Skip this paragraph if you don't want to read spoilers (though I won't say much). As I alluded to at the start, the ending is probably where it leaves you wanting a bit more closure. After learning that the show was to end in 2 movies, it made sense that they left things as they were because it made for a tantalising cliff hanger. The wait for the resolution to this abrupt ending however wasn't just another week like if you were waiting for the next episode to air in Japan, but months instead. It may take even a year or two if you're waiting for it on DVD. That's just too long. I'd much rather have a passable resolution followed by movies that will enrich that ending, than the two being pure continuations of each other.
One possible negative that I would like to focus on is the need to be aware of some contemporary Japanese issues and political nuances. Nothing is of course related to anything specific to today, but being aware of the impact of NEETs (Not in Education, Employment or Training) and other underlying issues in Japan's youth society, fighting against a deeply conservative aging population, will undoubtedly help you realise more where the motivations of many of the characters stem from. I note this as a negative as it could prove too tiresome for others to keep up with (as I personally find most politics to be), but it could prove to be just the opposite for those so inclined.

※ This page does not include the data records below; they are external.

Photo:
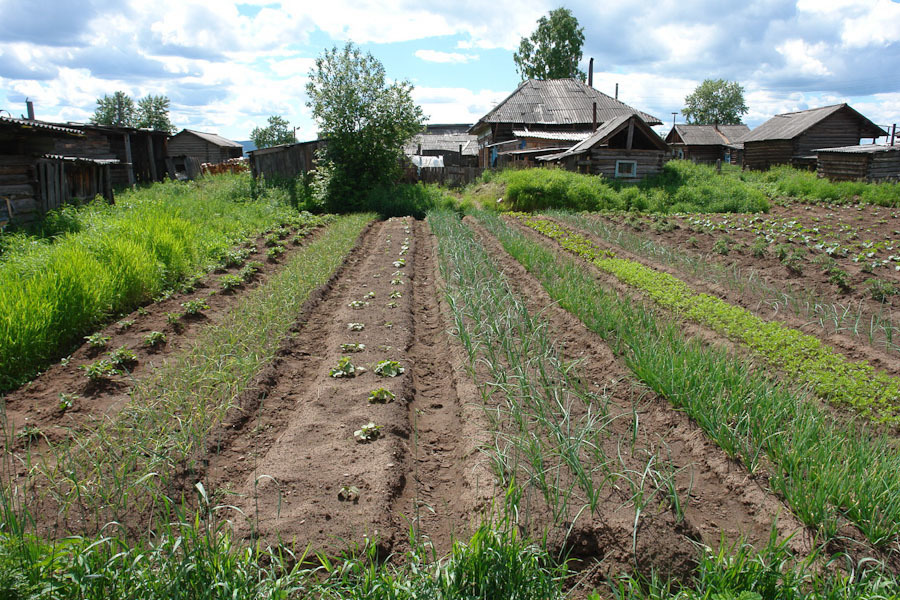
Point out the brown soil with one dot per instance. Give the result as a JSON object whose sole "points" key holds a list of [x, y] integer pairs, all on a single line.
{"points": [[683, 436], [37, 404], [287, 464], [812, 284], [721, 498]]}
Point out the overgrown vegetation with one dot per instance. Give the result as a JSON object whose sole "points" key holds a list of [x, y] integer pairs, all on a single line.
{"points": [[83, 266], [681, 187]]}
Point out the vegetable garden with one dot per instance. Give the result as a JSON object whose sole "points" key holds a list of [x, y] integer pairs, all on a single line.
{"points": [[210, 394]]}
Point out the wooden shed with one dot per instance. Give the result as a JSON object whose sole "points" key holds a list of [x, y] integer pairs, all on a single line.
{"points": [[705, 143], [793, 138], [546, 107], [452, 143], [35, 179], [868, 162], [625, 147], [284, 160], [204, 147]]}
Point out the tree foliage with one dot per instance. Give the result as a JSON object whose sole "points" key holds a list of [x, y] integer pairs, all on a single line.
{"points": [[119, 110], [278, 131], [364, 120], [715, 101], [153, 112], [554, 49]]}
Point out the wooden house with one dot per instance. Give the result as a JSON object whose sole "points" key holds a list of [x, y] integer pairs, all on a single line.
{"points": [[452, 143], [793, 138], [284, 161], [35, 177], [141, 153], [705, 143], [204, 147], [624, 147], [869, 162], [537, 111]]}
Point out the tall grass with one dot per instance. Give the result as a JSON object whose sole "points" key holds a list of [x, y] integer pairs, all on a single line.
{"points": [[828, 472], [126, 465], [681, 187], [809, 187], [109, 259]]}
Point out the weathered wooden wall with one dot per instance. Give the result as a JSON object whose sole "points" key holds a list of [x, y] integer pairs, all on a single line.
{"points": [[763, 154], [602, 161]]}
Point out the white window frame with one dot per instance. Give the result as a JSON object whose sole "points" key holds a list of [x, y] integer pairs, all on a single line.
{"points": [[632, 174]]}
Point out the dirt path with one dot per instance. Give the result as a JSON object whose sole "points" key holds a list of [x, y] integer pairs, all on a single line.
{"points": [[720, 496], [38, 404], [294, 468]]}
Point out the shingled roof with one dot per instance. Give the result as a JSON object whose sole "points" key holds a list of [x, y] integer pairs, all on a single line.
{"points": [[787, 126], [709, 135], [558, 102]]}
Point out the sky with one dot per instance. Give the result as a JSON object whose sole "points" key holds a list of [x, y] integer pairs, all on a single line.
{"points": [[227, 66]]}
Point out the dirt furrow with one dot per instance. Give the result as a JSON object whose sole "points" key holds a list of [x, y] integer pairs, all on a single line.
{"points": [[719, 495]]}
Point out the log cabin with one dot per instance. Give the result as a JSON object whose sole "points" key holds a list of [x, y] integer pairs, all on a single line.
{"points": [[793, 138], [705, 143], [529, 118], [868, 162]]}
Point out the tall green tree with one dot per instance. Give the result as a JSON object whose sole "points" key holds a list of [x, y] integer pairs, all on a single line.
{"points": [[715, 101], [278, 131], [364, 120], [554, 49], [117, 110], [153, 112]]}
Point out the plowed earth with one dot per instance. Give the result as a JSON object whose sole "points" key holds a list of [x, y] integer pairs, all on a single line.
{"points": [[289, 462]]}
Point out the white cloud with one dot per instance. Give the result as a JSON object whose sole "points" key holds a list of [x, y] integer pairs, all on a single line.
{"points": [[445, 57]]}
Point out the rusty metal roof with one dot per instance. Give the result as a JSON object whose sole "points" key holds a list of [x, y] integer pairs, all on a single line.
{"points": [[708, 135], [564, 136], [558, 102], [447, 142], [32, 124], [212, 138], [787, 126]]}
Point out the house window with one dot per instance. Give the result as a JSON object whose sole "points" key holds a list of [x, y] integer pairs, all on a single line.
{"points": [[626, 168]]}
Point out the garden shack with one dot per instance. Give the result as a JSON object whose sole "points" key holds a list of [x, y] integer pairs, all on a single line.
{"points": [[203, 147], [705, 143], [284, 161], [793, 138], [625, 147], [532, 118], [34, 178], [867, 162]]}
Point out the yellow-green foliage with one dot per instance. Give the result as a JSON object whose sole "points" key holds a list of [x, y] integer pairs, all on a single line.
{"points": [[116, 257], [681, 187], [803, 357]]}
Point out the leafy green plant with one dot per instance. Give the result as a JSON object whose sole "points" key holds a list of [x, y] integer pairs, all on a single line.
{"points": [[195, 307], [346, 368], [154, 338], [367, 433], [388, 368], [881, 289], [97, 340], [381, 396], [231, 282], [67, 401], [122, 356]]}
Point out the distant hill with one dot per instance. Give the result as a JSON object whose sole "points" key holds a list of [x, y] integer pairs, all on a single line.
{"points": [[248, 145]]}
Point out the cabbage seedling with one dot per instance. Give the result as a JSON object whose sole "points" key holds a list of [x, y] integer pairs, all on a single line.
{"points": [[388, 368], [381, 396], [367, 433]]}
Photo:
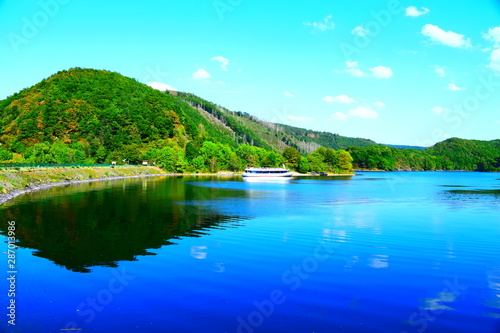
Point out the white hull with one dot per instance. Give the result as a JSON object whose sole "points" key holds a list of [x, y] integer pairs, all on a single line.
{"points": [[267, 175]]}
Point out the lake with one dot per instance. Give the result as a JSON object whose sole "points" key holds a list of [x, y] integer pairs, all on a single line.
{"points": [[398, 252]]}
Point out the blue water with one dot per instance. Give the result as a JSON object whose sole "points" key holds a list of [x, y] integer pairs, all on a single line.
{"points": [[377, 252]]}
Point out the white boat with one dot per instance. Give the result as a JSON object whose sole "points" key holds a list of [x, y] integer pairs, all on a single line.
{"points": [[267, 172]]}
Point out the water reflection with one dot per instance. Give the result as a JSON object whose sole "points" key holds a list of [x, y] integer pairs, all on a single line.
{"points": [[102, 224]]}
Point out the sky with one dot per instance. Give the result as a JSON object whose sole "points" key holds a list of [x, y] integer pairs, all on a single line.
{"points": [[396, 72]]}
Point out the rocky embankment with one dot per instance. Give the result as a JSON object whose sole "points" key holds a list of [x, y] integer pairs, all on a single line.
{"points": [[14, 182]]}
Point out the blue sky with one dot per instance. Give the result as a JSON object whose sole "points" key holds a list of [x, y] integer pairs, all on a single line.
{"points": [[399, 72]]}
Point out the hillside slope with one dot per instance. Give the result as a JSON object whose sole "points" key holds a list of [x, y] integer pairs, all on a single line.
{"points": [[96, 116]]}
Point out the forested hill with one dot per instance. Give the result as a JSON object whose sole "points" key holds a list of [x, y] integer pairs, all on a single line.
{"points": [[250, 129], [96, 116], [99, 116], [451, 154]]}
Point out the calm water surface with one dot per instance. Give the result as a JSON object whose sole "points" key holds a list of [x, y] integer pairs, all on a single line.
{"points": [[377, 252]]}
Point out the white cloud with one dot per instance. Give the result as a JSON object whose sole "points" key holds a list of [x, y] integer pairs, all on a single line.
{"points": [[438, 110], [223, 62], [355, 72], [359, 31], [453, 87], [352, 64], [381, 72], [161, 86], [322, 26], [449, 38], [493, 35], [300, 118], [343, 99], [362, 112], [352, 68], [339, 116], [201, 74], [495, 60], [440, 71], [415, 12]]}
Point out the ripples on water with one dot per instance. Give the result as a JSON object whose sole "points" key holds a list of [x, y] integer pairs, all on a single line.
{"points": [[378, 252]]}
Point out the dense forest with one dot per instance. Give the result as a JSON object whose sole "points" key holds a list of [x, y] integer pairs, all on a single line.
{"points": [[451, 154], [96, 116]]}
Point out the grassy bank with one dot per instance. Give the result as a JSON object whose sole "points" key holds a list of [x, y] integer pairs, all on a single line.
{"points": [[15, 179]]}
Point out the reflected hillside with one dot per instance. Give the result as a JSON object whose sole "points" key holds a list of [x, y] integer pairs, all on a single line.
{"points": [[100, 224]]}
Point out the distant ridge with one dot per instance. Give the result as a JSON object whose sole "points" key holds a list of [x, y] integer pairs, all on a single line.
{"points": [[406, 147]]}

The tendency for most people when they receive a complete series is to marathon the whole lot and be done with it as soon as possible. With Madman's release of Eden of the East, this shouldn't prove too difficult as there are only a dozen episodes (skip the intro, credits and previews and you'll end up with a running time shorter than the final instalment to the Lord of the Rings movies). However I would actually recommend against watching this in one sitting. There's quite a lot of understated richness both in the details of the story as well as in the characters' persona that it's easy to miss a point altogether. Rather, enjoy this one day at a time and feel their journey unfold in the more personal way that is needed to really get it.
© EDEN OF THE EAST Licensed by FUNimation® Productions, Ltd. All Rights Reserved.
Overall (dub) : B
Overall (sub) : B
Story : A
Animation : C+
Art : C+
Music : C-
+ Engaging and relatable characters.